Maternal mortality includes all women who die within 42 days of childbirth. While these deaths are very rare, many of them could be prevented. The main causes are hemorrhage, hypertensive disorder, pulmonary embolism, amniotic fluid embolism, infection, and pre-existing chronic conditions (such as cardiovascular disease).
The most common preventable errors that lead to the deaths include failure to adequately control blood pressure in hypertensive women, failure to adequately diagnose and treat pulmonary edema in women with pre-eclampsia, failure to pay attention to vital signs following Cesarean section and hemorrhage following Cesarean section.
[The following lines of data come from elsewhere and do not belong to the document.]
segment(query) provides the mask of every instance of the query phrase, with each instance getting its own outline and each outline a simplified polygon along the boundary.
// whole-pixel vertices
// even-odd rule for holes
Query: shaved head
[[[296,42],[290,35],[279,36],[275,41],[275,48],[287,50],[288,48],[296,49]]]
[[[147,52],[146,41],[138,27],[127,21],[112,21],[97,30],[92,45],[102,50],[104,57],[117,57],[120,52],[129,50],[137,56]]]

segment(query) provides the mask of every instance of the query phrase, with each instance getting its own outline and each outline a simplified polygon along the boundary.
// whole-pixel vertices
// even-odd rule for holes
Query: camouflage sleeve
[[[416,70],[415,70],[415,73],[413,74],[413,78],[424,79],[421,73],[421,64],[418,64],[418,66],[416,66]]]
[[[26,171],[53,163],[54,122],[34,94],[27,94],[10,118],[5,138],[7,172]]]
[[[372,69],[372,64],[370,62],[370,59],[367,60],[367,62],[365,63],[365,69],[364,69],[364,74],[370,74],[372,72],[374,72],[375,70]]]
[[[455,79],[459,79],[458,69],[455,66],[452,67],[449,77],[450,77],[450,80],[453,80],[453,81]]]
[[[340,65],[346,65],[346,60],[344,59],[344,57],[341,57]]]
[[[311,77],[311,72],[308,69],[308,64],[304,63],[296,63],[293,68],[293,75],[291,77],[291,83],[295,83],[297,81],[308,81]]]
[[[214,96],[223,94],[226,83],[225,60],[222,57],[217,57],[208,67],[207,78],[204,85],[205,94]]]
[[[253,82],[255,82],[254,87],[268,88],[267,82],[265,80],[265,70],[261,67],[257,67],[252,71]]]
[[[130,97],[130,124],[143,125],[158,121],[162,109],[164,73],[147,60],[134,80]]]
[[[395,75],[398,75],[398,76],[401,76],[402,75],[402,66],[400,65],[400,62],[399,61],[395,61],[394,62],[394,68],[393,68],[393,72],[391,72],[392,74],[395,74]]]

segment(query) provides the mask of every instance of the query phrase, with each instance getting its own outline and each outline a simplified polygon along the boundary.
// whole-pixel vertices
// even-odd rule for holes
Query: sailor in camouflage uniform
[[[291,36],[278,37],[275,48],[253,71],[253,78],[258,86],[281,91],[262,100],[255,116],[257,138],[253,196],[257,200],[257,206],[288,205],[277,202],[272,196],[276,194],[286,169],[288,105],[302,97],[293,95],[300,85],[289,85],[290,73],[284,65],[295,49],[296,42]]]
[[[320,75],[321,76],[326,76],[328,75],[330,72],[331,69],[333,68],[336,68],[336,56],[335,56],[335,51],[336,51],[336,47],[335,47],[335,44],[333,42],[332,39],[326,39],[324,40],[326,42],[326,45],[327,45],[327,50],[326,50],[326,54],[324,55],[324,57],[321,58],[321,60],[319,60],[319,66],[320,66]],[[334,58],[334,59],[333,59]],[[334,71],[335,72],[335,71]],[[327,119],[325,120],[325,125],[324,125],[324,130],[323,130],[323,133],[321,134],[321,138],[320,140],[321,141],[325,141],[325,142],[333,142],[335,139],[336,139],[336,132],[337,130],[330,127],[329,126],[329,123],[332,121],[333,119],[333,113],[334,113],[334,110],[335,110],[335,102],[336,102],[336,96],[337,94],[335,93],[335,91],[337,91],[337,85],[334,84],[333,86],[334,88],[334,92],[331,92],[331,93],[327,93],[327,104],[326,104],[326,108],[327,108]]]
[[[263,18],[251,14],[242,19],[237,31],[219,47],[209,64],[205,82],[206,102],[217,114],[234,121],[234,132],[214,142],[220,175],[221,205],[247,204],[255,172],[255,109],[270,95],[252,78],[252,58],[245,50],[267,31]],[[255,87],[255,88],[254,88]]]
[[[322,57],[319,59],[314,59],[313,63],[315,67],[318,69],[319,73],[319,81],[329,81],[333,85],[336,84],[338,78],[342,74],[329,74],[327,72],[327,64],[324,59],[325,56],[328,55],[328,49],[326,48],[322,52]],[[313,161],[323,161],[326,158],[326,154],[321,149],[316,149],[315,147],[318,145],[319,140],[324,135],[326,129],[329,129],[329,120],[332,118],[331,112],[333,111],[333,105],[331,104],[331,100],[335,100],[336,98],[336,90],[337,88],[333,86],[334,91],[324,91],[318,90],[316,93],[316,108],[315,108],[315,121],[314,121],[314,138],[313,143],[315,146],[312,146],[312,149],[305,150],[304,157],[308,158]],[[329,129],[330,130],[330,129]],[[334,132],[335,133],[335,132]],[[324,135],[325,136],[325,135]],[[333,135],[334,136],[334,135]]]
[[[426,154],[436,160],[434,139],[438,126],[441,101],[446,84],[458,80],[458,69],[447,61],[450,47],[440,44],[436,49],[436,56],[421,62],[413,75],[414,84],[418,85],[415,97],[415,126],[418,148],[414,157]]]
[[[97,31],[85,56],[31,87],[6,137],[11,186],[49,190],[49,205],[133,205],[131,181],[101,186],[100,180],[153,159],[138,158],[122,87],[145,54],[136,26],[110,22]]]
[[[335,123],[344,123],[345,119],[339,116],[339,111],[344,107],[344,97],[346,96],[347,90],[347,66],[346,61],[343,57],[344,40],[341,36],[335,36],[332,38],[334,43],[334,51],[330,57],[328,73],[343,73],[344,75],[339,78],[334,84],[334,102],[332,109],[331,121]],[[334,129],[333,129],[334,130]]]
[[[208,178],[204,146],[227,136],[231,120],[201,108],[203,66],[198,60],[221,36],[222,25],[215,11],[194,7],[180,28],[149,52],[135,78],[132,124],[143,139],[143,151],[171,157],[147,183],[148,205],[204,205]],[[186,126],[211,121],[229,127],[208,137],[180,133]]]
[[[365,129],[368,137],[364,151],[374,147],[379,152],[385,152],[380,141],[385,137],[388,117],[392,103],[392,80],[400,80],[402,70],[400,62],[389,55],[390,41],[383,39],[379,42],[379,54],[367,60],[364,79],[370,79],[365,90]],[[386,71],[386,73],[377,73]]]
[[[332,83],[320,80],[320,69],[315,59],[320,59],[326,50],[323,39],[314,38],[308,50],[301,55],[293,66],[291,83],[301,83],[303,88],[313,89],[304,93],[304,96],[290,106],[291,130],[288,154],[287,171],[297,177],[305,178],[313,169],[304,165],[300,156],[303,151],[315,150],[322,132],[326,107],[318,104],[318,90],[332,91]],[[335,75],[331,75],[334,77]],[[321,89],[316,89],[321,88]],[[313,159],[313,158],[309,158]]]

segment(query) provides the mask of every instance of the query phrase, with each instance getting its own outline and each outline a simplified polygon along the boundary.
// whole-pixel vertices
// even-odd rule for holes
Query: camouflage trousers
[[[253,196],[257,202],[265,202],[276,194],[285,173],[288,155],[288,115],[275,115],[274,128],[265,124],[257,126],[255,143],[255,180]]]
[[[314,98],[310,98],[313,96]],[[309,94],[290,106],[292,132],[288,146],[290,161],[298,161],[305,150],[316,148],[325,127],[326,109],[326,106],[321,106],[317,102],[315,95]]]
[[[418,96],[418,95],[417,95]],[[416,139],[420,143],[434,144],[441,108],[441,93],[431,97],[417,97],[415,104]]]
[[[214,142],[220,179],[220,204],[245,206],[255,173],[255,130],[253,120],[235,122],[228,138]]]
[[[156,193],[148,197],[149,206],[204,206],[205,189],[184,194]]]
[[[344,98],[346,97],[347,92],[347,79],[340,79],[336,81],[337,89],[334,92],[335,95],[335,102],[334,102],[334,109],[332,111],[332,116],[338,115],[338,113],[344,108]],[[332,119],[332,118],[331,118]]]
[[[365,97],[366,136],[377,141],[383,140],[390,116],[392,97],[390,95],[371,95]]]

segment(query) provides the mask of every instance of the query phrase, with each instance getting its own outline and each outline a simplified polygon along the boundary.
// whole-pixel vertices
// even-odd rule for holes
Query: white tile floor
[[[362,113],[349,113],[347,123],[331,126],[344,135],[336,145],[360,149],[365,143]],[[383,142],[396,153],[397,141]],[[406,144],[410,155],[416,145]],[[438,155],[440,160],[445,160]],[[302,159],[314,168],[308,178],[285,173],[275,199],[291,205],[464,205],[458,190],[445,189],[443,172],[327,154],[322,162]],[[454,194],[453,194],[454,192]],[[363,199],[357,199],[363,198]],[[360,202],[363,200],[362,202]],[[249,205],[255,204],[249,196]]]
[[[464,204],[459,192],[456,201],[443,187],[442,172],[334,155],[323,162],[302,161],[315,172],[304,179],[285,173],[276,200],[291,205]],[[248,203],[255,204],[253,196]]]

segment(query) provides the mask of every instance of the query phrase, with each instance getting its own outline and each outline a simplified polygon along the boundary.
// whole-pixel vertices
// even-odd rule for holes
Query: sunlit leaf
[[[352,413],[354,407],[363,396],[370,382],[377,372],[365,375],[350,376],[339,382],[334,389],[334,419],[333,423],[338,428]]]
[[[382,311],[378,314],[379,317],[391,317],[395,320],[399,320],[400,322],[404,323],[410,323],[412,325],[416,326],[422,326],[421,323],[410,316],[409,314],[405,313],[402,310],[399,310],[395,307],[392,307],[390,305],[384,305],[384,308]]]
According to William Callaghan from the Centers for Disease Control and Prevention (CDC):
“Although the current maternal mortality rate may reflect increased identification of women who died during or shortly after pregnancy, there clearly has been no decrease in maternal mortality in recent years, and we are not moving toward the U.S. government’s Healthy People 2010 target of no more than 3.3 maternal deaths per 100,000 live births.”
He also warns that:
“Maternal deaths are the tip of the iceberg for they are a signal that there are likely bigger problems beneath — some of which are preventable. It is important to consider the women who get very, very sick and do not die, because for every woman who dies, there are 50 who are very ill, suffering significant complications of pregnancy, labor and delivery.”
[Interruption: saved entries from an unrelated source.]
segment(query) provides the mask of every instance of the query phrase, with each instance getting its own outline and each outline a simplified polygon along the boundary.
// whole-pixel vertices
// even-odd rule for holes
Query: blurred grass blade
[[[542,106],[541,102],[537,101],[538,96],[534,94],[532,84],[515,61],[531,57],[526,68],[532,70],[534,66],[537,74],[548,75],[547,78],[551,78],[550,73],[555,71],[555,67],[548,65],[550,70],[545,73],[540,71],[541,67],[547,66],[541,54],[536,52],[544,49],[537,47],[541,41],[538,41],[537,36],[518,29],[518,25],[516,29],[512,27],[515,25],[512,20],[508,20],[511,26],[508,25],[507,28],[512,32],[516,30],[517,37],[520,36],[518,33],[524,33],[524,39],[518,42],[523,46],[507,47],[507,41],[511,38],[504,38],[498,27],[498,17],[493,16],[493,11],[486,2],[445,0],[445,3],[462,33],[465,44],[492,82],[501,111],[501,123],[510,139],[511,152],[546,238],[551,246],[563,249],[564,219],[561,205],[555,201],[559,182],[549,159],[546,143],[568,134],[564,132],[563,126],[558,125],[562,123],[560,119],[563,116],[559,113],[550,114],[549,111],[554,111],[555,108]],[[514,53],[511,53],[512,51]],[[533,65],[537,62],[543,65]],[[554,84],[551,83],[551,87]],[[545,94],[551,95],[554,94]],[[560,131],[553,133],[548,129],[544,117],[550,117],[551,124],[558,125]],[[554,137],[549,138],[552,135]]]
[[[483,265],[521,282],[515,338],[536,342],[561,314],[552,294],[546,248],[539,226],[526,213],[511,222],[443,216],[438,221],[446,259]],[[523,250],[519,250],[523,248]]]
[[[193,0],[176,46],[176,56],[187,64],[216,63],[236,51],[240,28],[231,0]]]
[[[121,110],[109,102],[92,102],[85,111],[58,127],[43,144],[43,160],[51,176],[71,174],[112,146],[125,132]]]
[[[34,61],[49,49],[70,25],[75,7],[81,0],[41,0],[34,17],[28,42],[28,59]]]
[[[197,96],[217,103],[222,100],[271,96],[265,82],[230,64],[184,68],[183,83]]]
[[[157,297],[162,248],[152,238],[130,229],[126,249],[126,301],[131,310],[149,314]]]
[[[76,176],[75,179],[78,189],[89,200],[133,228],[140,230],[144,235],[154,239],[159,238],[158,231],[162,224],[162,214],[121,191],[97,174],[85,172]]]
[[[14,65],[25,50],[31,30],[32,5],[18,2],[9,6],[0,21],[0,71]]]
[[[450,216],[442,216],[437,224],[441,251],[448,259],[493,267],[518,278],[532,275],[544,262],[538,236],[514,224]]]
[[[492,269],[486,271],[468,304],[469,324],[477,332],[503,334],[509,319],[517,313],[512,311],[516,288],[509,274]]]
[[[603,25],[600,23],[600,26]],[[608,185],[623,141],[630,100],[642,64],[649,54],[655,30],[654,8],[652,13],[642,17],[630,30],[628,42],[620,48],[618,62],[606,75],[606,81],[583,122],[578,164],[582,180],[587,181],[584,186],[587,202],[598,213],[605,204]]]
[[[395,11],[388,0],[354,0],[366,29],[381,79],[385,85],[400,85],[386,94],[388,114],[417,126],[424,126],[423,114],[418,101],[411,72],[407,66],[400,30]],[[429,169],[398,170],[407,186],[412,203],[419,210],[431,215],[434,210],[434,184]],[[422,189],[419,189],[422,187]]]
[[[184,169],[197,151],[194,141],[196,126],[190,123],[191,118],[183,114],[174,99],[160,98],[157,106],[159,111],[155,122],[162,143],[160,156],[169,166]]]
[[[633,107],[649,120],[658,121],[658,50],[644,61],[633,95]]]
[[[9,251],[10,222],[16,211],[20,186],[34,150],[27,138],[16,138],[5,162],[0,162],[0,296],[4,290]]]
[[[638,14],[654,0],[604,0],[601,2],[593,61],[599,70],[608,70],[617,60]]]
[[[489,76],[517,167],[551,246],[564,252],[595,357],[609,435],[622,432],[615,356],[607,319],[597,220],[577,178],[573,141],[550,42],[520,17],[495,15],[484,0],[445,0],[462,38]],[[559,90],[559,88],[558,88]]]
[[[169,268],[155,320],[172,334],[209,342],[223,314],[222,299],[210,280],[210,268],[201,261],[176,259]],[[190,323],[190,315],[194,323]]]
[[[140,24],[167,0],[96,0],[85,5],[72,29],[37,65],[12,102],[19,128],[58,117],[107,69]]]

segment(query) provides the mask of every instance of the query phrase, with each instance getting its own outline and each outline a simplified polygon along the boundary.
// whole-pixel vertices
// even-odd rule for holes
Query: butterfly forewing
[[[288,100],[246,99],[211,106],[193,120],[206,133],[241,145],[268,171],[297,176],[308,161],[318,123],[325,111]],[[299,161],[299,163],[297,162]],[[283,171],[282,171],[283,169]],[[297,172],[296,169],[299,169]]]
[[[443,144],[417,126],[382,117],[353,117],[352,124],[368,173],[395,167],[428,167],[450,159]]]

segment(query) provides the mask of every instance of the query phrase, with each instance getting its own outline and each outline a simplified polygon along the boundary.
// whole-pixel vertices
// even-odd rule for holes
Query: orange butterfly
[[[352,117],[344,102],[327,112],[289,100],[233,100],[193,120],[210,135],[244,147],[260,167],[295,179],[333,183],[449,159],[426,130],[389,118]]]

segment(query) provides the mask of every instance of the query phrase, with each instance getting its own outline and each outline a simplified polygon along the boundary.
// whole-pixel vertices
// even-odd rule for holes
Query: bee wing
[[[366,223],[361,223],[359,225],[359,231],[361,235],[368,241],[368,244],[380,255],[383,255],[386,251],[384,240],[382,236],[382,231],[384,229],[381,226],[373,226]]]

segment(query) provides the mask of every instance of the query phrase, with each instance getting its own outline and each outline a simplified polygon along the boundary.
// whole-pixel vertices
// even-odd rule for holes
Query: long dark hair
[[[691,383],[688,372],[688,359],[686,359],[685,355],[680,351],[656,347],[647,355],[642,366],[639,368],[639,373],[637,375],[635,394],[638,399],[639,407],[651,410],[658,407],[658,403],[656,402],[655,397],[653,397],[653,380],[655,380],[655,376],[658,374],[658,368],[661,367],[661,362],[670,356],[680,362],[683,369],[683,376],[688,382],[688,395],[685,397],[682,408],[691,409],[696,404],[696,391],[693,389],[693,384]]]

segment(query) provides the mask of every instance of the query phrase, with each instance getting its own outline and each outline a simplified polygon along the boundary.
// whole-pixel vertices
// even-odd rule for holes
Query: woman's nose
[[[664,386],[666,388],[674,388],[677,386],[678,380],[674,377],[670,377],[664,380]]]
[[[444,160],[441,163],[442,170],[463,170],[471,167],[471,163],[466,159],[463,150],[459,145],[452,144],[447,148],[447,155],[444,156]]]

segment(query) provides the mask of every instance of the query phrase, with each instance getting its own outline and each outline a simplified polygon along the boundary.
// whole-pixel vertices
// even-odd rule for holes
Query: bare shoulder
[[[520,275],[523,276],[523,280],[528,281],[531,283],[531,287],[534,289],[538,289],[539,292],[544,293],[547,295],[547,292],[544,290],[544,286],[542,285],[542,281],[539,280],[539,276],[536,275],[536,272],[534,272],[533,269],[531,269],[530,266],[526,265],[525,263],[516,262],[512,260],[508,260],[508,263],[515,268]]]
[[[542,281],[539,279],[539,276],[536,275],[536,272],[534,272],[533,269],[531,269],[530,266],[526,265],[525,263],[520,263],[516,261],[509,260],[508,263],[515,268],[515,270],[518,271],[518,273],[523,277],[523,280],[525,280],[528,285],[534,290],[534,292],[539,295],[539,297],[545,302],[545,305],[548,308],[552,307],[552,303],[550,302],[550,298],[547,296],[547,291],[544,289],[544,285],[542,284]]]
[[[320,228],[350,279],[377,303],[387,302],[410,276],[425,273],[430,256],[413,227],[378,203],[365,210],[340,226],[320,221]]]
The Joint Commission, the group that accredits hospitals in the United States, has recently issued an alert in relation to the issue. It suggests the following actions to help hospitals and doctors prevent maternal deaths:
- Educate physicians and other clinicians who care for women with underlying medical conditions about the additional risks that could be imposed if pregnancy were added; how to discuss these risks with patients; the use of appropriate and acceptable contraception; and pre-conceptual care and counseling. Communicate identified pregnancy risks to all members of the health care delivery team.
- Identify specific triggers for responding to changes in the mother’s vital signs and clinical condition and develop and use protocols and drills for responding to changes, such as hemorrhage and pre-eclampsia. Use the drills to train staff in the protocols, to refine local protocols, and to identify and fix systems problems that would prevent optimal care.
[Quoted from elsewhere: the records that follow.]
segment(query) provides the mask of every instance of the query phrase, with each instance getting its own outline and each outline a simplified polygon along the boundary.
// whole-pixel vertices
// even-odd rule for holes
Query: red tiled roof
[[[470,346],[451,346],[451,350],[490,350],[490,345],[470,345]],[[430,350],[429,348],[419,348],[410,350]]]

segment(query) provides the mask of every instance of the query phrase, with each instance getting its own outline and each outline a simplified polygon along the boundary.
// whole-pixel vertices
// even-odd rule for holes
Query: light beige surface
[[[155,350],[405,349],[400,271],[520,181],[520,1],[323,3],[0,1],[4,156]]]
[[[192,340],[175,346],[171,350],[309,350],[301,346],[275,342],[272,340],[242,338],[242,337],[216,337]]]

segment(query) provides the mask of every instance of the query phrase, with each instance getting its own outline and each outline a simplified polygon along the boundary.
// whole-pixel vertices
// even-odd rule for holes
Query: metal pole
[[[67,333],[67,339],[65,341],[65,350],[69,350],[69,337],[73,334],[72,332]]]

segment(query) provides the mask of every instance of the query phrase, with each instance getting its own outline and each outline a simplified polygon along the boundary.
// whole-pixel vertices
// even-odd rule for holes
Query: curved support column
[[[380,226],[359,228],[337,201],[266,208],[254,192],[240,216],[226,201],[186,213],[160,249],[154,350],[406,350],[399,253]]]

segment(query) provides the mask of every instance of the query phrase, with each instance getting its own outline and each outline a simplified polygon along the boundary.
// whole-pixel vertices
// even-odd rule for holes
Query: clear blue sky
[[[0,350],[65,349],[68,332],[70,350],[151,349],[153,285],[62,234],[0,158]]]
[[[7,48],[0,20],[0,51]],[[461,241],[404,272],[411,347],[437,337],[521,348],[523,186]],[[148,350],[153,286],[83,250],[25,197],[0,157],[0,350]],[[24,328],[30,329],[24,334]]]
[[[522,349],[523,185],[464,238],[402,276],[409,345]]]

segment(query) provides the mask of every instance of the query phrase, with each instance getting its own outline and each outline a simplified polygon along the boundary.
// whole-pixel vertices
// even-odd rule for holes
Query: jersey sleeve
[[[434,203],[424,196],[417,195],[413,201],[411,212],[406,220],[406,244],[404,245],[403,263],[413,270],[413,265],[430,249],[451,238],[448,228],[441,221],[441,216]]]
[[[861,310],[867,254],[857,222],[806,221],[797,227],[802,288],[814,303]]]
- Educate emergency room personnel about the possibility that a woman, whatever her presenting symptoms, may be pregnant or may have recently been pregnant. Many maternal deaths occur before the woman is hospitalized or after she delivers and is discharged. These deaths may occur in another hospital, away from the woman’s usual prenatal or obstetric care givers. Knowledge of pregnancy may affect the diagnosis or appropriate treatment.